Overseen by U.S. SiteWork, dirt started moving on the 10-acre site in late summer 2021. The first phase of construction consisted of utility work, including sewer and water installation. During the two-month construction process, the city of Crookston also approved funding for a web camera to document the progress.
“The city is proud to be a partner in this project that is such an asset to our community,” Crookston City Administrator Amy Finch said. “Many people have committed their time and efforts to make this a reality, and it is a great investment in Crookston.”
The cutting-edge Campus will host a specialty crushing facility, allowing entrepreneurs from universities and private business, private seed developers and processing companies access to affordable processing, designed to lower costs while promoting growth of value-added products. The Campus is available to private industries to create products that benefit all parties, from farm gate to consumers.

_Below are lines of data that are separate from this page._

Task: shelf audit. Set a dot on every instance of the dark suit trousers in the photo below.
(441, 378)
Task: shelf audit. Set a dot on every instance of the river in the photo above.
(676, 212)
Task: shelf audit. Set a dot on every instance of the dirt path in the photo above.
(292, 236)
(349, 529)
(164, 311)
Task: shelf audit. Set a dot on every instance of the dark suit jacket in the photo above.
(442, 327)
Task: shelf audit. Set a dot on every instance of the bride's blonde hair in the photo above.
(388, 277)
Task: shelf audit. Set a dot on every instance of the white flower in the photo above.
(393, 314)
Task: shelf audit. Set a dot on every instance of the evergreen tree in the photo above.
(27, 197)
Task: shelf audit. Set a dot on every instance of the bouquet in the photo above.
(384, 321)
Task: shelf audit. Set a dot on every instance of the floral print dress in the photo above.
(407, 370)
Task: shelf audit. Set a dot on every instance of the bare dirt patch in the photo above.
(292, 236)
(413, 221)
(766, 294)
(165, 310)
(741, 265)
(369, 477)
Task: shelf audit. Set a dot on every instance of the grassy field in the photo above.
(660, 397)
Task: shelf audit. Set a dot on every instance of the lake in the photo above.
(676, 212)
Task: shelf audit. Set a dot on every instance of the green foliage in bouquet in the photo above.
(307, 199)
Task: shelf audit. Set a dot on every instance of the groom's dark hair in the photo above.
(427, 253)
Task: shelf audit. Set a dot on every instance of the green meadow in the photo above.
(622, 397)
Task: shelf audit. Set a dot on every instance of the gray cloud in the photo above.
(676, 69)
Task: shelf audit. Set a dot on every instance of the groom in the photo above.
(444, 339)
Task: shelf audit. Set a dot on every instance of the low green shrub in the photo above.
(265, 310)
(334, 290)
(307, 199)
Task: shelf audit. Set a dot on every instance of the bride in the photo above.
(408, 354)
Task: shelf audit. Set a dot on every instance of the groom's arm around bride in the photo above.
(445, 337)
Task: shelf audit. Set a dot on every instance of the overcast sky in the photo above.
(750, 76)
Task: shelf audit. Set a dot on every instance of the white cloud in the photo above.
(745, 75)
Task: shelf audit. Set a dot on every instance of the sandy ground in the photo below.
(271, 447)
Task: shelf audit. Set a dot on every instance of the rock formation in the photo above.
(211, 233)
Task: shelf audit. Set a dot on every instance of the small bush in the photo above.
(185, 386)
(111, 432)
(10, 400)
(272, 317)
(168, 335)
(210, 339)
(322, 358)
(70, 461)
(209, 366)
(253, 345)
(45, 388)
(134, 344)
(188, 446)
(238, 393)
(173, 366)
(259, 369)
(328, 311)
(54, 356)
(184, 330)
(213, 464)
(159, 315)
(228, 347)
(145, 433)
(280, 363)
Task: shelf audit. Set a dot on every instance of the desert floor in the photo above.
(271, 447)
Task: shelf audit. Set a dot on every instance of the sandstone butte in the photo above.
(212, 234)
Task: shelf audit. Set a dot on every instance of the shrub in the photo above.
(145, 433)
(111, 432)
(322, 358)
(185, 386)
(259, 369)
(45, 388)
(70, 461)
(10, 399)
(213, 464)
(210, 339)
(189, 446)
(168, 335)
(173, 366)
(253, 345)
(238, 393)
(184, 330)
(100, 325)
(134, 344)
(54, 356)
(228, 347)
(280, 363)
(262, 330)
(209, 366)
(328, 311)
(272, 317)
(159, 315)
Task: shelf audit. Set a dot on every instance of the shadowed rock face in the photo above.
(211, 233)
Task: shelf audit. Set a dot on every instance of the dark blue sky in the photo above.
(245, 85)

Education will also be a key component to the AIC, featuring state-of-the-art classrooms; a conference room that can host up to 100 people; laboratories; a training site to develop the next generation of processing professionals; and to allow customers around the world a direct connection to premium U.S. agricultural products.
A fully operational AIC will boost the regional ag economy, create dozens of good-paying jobs and crush more than 60,000 tons per year of soybeans.
‘A key component’
The AIC will support three crushing lines, each of which can be operated independently on either organic, non-GMO or GM soybeans, as well as separately for the end products. The AIC anticipates that, in the near future, it will also work on other oil seeds, including cover crops. Profits from the facility will be granted to projects designed to advance agriculture, making the Ag Innovation Campus a major source of new ideas.
“This facility really has the potential to revitalize the ag economy through Minnesota and the region,” AIC board member Trevore Brekken said. “As a farmer in this region, the Ag Innovation Campus will be a huge deal for producers.”
During Minnesota’s 2021 Legislative Session, following advocacy efforts from the Minnesota Soybean Growers Association, lawmakers approved a provision that lifts a weight restriction on trucks hauling soymeal west of Highway 2 and Highway 75 north of Crookston to the Canadian border, a major regional soybean market. During the first building phase, Minnesota Department of Agriculture Commissioner Thom Petersen visited with farmer-leaders at the AIC site. The commissioner said the facility is primed to further develop value-added processing and bring products to commercialization.
“It’s great to see phase one of the AG Innovation Campus construction completed and to know that Minnesota’s soybean and specialty crop growers, and oilseed companies are moving closer to commercialization of their products,” Petersen said. “The AIC is a key component needed for innovators, farmers and processors to compete in the value-added global supply chain.”
In the months ahead, the AIC team will be seeking in-kind donors and private and public partners; finalizing assessment of equipment needs; and determining engineering designs. The next phase of construction is set to begin in 2022.
“We’re looking forward to 2022, and we’re encouraged by how far we’ve already come, thanks to support from farmer-leaders, the city of Crookston, elected officials and our strategic partners,” AIC CEO Tom Slunecka said. “Agriculture has always pulled itself up by its boot straps, and the AIC is the next evolution in how agriculture is looking out for not only our future, but the future of everyone who demands safe and abundant food, clean air and clean water.”